President Trump and Congress Must Cooperate To Get U.S.-Russia Relations Out of ‘Their Deep Ditch’
Sept. 8, 2017 (EIRNS)—In an opinion piece published in yesterday's Washington Post, former Georgia Sen. Sam Nunn and former Energy Secretary Ernest Moniz warn that deteriorating U.S.-Russian relations constitute "a danger to the people of both nations and indeed the world."
Writing under the headline "Deep U.S.-Russia Malaise Calls for a Liaison between Trump and Congress," the two assert that "urgent action" is required to establish close cooperation between the Trump administration and Congress that can address problems in the U.S.-Russia bilateral relationship and seek to improve it. They propose to create a new bipartisan group modeled on the Senate Arms Control Observer Group set up by the late Sen. Robert Byrd (D-W.V.) and Sen. Bob Dole (R-Kan.), which operated during the Reagan era to maintain regular communication between Congress and the State Department and arms control negotiators.
The problem today, they continue, is that the existing structure of sanctions, such as those recently passed by Congress, is so inflexible that it hamstrings foreign policy in dealing with Russia, frustrates European allies, and discourages Russia from "adjusting to a more positive course"—although the latter formulation contains the implied, and mistaken assertion that Russia is on the wrong course. Nunn and Moniz also fail to point out that the problem with the sanctions isn’t that they are just too harsh, but that they take foreign policy formulation out of the President’s hands, and should never have been imposed in the first place.

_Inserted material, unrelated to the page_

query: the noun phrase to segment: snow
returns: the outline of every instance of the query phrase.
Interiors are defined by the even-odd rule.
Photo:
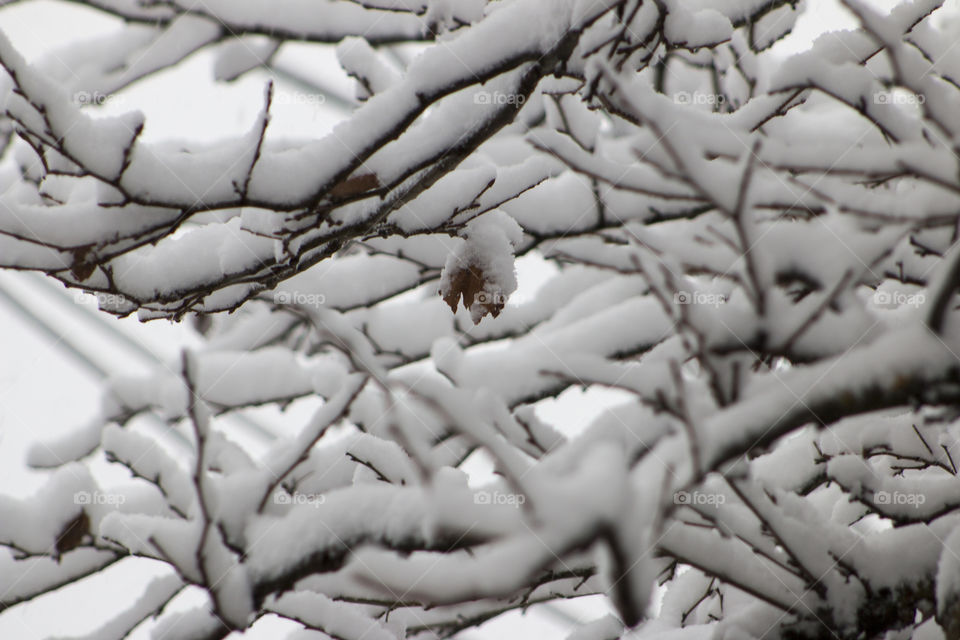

With that limitation, they insist there must be a framework that will allow Congress to maintain "effective oversight and accountability while providing political space and support for the administration to pursue meaningful U.S.-Russia discussions on vital interests—and adjust course, if warranted." They conclude that despite deep differences, "Washington and Moscow must recognize ... that there is an urgent need to address areas of common interests," chief among them reducing nuclear and other military risks and preventing "catastrophic terrorist attacks."
During the Cold War, they point out, there was an ongoing dialogue about nuclear risks, "and the lack of it today is dangerous.... Inaction and continued dysfunction between the Executive and Congressional branches of our government will make it even more difficult to put out the intense fires that we now face in many parts of the globe."